4.1 How many bits make up a memory address on this computer?

We take \( \log_2(1 \text{ MiB}) = \log_2(2^{20}) = 20 \).

4.2 What is the T:I:O breakdown?

Offset = \( \log_2(1 \text{ KiB}) = \log_2(2^{10}) = 10 \)
Index = \( \log_2(\frac{16 \text{ KiB}}{1 \text{ KiB}}) = \log_2(16) = 4 \)
Tag = 20 − 4 − 10 = 6

4.3 Calculate the cache hit rate for the line marked Line 1:

The integer accesses are 4 * 128 = 512 bytes apart, which means there are 2 accesses per block. The first accesses in each block is a compulsory cache miss, but the second is a hit because \( A[i] \) and \( A[i+128] \) are in the same cache block. Thus, we end up with a hit rate of 50%.

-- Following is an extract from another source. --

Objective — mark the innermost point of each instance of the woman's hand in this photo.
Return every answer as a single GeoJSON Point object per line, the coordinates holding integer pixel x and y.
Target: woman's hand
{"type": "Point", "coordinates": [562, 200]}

4.4 Calculate the cache hit rate for the line marked Line 2:

The size of \( A \) is 8192 * 4 = 2^{15} \text{ bytes}. This is exactly twice the size of our cache. At the end of Line 1, we have the second half of \( A \) inside our cache, but Line 2 starts with the first half of \( A \). Thus, we cannot reuse any of the cache data brought in from Line 1 and must start from the beginning. Thus our hit rate is the same as Line 1 since we access memory in the same exact way as Line 1. We don’t have to consider cache hits for total, as the compiler will most likely store it in a register. Thus, we end up with a hit rate of 50%.